Gov. Ralph Northam signed a bill Friday reshaping the way the state’s monopoly utility companies, Dominion Energy and Appalachian Power, are allowed to spend revenues received from customers.
In approving the bill, the governor turned back late-session pleas by opponents who fear the bill will allow the electric companies to regulate themselves.
Northam, on Twitter, described the legislation as “ending the freeze on energy utility rates, returning money to customers, and investing in clean energy and a modern grid. I am proud that my team and I improved this bill significantly and thank the General Assembly for its continued work on the measure.”
Senate Bill 966, also known as the Grid Transformation and Security Act, was introduced by Sen. Frank Wagner, R-Virginia Beach, and changes the way utilities are allowed to collect and spend “over-earnings” — what state regulators consider to be excessive profits. The bill also removes a rate freeze imposed by a 2015 law, which made the State Corporation Committee unable to order customer refunds and set utility rates.
The legislation states that utilities may spend excess profits toward modernizing the state’s energy grid as well as for projects focusing on renewable energy and energy efficiency.
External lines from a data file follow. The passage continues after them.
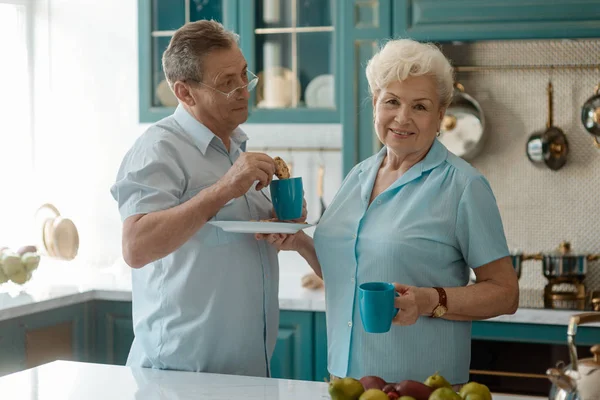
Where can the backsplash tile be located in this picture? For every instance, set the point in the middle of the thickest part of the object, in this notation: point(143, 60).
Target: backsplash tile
point(539, 207)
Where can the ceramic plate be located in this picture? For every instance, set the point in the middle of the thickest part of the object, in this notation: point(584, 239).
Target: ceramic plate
point(274, 88)
point(258, 227)
point(319, 92)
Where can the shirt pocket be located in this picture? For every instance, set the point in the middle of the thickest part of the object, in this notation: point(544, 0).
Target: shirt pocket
point(210, 235)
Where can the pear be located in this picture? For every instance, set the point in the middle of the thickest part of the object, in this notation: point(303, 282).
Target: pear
point(374, 394)
point(444, 394)
point(345, 389)
point(437, 381)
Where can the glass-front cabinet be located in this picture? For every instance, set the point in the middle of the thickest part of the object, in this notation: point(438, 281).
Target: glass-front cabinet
point(291, 46)
point(157, 22)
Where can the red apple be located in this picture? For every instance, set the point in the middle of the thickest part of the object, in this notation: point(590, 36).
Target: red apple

Before the 2015 rate freeze, ratepayers would have received a percentage refund for over-earnings.
However, legislators opposed to the bill fear it is worded in such a way as to lessen the SCC’s regulating power on the utilities, allowing them to use the excess profits in other ways.
Northam’s signature comes two days after Sen. Chap Petersen, D-Fairfax, and Sen. David Suetterlein, R-Roanoke, sent the governor a letter urging him to amend sections of the legislation.
The two senators said they believe that the bill “takes power away from the SCC, and places it into the hands of the General Assembly” and that it deems “a variety of projects, ‘in the public interest,’ including various transmission, generation, and energy storage projects, without full review by the SCC.”
Dominion Energy released a statement thanking the legislation’s supporters.
“We appreciate the hard work put in by the broad coalition of supporters, the governor’s office, and lawmakers on both sides of the aisle to reach consensus on creating a smarter, stronger, greener electric grid with tremendous customer benefits,” said Dominion Energy spokesman Rayhan Daudani.